Mazzucato también critica la frecuente confusión entre «innovación» y «patente». Argumenta que la mayoría de las innovaciones que consideramos «reificables» – aquellas que pueden ser patentadas y vendidas – son, en realidad, el resultado de la inversión pública en investigación fundamental y desarrollo, que luego se “reifican” y comercializan por el sector privado. El caso de la computación es un ejemplo paradigmático: la investigación financiada por el Departamento de Defensa de Estados Unidos condujo al desarrollo de los microprocesadores, pero la patente de Intel sobre la arquitectura del microprocesador se otorgó después de que la tecnología ya se había generalizado.
Otro punto clave del libro es la argumentación sobre el rol del riesgo. Mazzucato sostiene que el sector privado se resiste a asumir los riesgos asociados a la investigación fundamental y desarrollo, ya que estos proyectos a menudo tienen un alto grado de incertidumbre y no garantizan un retorno de la inversión. El sector público, por su parte, está mejor equipado para asumir estos riesgos, ya que tiene un horizonte temporal más amplio y no está sujeto a las presiones del mercado a corto plazo. Por lo tanto, el Estado debe asumir el liderazgo en la inversión en investigación y desarrollo, y luego compartir los resultados con el sector privado.
Opinión Crítica de El Estado Emprendedor
“El Estado Emprendedor” es un libro provocador y necesario que desafía las concepciones tradicionales sobre el rol del Estado en la economía. Mazzucato ha logrado, con rigor y evidencia, desmontar la narrativa dominante que niega la capacidad del sector público para impulsar la innovación. Si bien algunas críticas pueden señalar una tendencia a sobreestimar el rol del Estado, el libro ofrece un análisis valioso y una perspectiva crítica sobre el papel de la inversión pública en el desarrollo económico y social.

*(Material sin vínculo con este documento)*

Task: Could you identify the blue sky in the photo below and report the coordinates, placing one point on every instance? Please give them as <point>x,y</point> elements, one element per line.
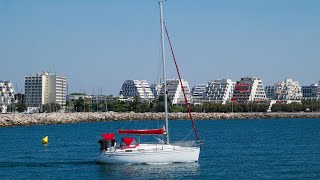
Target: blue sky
<point>101,43</point>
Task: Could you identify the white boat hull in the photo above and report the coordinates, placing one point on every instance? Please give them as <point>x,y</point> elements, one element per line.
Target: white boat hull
<point>148,154</point>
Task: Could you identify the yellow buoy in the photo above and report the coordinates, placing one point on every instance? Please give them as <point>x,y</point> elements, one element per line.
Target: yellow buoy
<point>45,140</point>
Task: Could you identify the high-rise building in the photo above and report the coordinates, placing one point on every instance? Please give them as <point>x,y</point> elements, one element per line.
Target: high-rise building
<point>219,91</point>
<point>6,95</point>
<point>198,92</point>
<point>175,91</point>
<point>248,89</point>
<point>287,90</point>
<point>311,92</point>
<point>269,92</point>
<point>136,88</point>
<point>44,88</point>
<point>156,89</point>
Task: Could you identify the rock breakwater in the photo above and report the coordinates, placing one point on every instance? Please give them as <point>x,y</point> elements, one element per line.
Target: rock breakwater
<point>62,118</point>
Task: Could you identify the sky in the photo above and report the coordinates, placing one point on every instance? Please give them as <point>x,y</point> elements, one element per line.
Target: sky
<point>98,44</point>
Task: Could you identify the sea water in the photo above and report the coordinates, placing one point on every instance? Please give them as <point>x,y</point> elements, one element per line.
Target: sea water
<point>233,149</point>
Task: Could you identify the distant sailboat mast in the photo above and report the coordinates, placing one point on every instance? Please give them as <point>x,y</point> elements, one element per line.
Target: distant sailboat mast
<point>164,72</point>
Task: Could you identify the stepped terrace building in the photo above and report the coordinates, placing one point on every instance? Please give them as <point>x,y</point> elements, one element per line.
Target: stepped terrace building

El libro es un excelente punto de partida para repensar las políticas públicas y la forma en que se financian las innovaciones.
El principal mérito del libro radica en su habilidad para mostrar que el sector privado no siempre es el motor de la innovación. Es fácil caer en la trampa de atribuir todo el éxito a la iniciativa y la competencia del sector privado, pero Mazzucato nos obliga a reconocer el rol fundamental que ha jugado el Estado en el desarrollo de muchas de las tecnologías y las industrias que hoy damos por sentadas. Si bien es cierto que el sector privado es responsable de la comercialización y la innovación incremental, el Estado ha sido el catalizador que ha hecho posible que estas innovaciones se produzcan en primer lugar. Sin embargo, es importante destacar que el libro no justifica una inversión pública ilimitada. La clave reside en una inversión estratégica y bien dirigida, en una colaboración efectiva entre el sector público y el privado, y en un enfoque que priorice las necesidades sociales y ambientales.

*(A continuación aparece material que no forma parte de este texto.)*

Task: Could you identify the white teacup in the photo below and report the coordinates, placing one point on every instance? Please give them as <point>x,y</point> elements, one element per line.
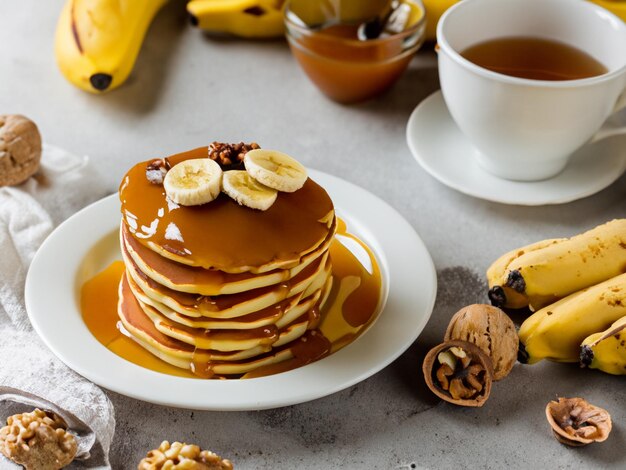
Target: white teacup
<point>527,129</point>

En cuanto a las posibles críticas, algunas podrían argumentar que el enfoque de Mazzucato en la «demanda de alto nivel» puede ser demasiado optimista. Es cierto que establecer objetivos ambiciosos puede impulsar la innovación, pero también puede llevar a la asignación ineficiente de recursos si no se establecen mecanismos de control y evaluación adecuados. Además, el libro podría beneficiarse de un análisis más detallado de los factores culturales y políticos que influyen en la innovación, como la confianza, la transparencia y la capacidad de colaboración entre los diferentes actores. No obstante, a pesar de estas posibles limitaciones, “El Estado Emprendedor” es un libro esencial para cualquiera que quiera comprender los mecanismos de la innovación en el siglo XXI y para quienes buscan un papel más activo del Estado en la promoción del desarrollo económico y social.